Almost as one, the men turned away from the dark hole in the wall. Thorne exited the room without a word. He didn’t need to speak. Roland knew he would be bundling up, then heading to the stable. It was exactly what he planned to do himself.
“Grace,” Roland told her gently. “Find someone to dress warmly and check the passage. Thorne and I will go out to check the place around the exit. I must assume that even if she had been underdressed, she could have returned before she got too cold in the passageway.”
Covering her mouth with one hand, Grace nodded. “Yes, of course.”
Thanks to Briggs’ planning, Roland managed to beat Thorne to the stable, though not by much. The horses were already saddled and waiting, ears pricking as they picked up Roland’s emotional state.
Anger would make Arion fractious. Letting himself feel the anger, however, was more productive than feeling the fear that lay just beneath it.

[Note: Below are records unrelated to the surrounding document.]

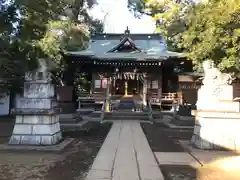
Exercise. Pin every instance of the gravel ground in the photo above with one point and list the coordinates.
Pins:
(71, 164)
(184, 172)
(163, 139)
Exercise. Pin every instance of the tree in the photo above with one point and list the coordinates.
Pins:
(33, 29)
(214, 33)
(204, 31)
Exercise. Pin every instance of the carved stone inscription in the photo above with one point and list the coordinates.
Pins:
(25, 103)
(38, 90)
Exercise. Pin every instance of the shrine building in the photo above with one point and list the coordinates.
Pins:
(131, 65)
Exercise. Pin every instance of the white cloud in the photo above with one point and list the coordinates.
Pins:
(116, 17)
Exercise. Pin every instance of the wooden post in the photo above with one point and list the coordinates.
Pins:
(108, 95)
(126, 88)
(145, 91)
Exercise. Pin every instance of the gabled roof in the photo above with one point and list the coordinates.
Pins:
(123, 43)
(145, 46)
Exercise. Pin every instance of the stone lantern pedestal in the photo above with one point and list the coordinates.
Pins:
(37, 119)
(218, 115)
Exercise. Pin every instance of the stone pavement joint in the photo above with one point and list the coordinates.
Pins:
(125, 155)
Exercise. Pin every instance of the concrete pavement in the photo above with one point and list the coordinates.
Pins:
(125, 155)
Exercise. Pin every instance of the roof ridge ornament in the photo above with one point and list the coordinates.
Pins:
(127, 31)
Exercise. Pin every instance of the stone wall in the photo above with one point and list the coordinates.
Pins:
(36, 130)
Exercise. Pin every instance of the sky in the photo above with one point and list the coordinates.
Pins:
(116, 17)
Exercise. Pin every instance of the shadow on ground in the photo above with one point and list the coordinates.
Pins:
(163, 139)
(72, 163)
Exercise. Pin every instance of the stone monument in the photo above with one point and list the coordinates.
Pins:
(218, 115)
(37, 119)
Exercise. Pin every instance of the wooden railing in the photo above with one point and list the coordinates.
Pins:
(150, 112)
(103, 111)
(169, 96)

Thorne arrived before Roland could grow too impatient, and the men swung into their saddles, setting out at a fast trot into the biting cold. Withers had told them where the tunnel opened—near a yew tree and deliberately planted bracken that acted almost like a small labyrinth of living concealment. Behind it, the tunnel entrance had been turned upon itself. One would have to deliberately traverse a path around the nuisance plants and face the tunnel head-on to spot it.
But someone had. Roland could see, even as they approached, how the winter-withered bracken fronds lying on the ground had been crushed into the mud.
“Someone on horseback has been here, and recently,” Thorne said with a grimace. He hopped down from Horse, examining the area. “Hoof prints coming and going. A man’s boots.” Thorne poked his head into the tunnel from this end.
“Any sign of Willa?”
“Not in the dirt. But all that might mean is that he was carrying her. The hoofprints came in from the direction of the Lion Bridge. But they’re leaving to the east. If he was carrying a child, he would likely avoid the main crossing.”
Arion flattened his ears, and Roland forced himself to relax, thinking. “I would be ready to wager that we have discovered our ‘rat problem’ and that somehow Willa and our intruder crossed paths. Perhaps he was forced to take unexpected action as a result of it. He could have killed her in that case, but he did not.”
“Aye. We are missing a part of the equation. He has entered Alnwick Castle more than once, but stolen nothing that has been noticed? This person is no common thief, which begs the question… what has he been looking for? A child to ransom—or even snatch for another nefarious purpose—it does not tally well if he has been in and out of the castle more than once.”
“I do not know, but we need to go back. Our intruder knew this tunnel existed,” Roland said, gritting his teeth, “and I am entertaining a few unpleasant theories as to why Withers may have requested someone board up a tunnel nearly fifty years ago.”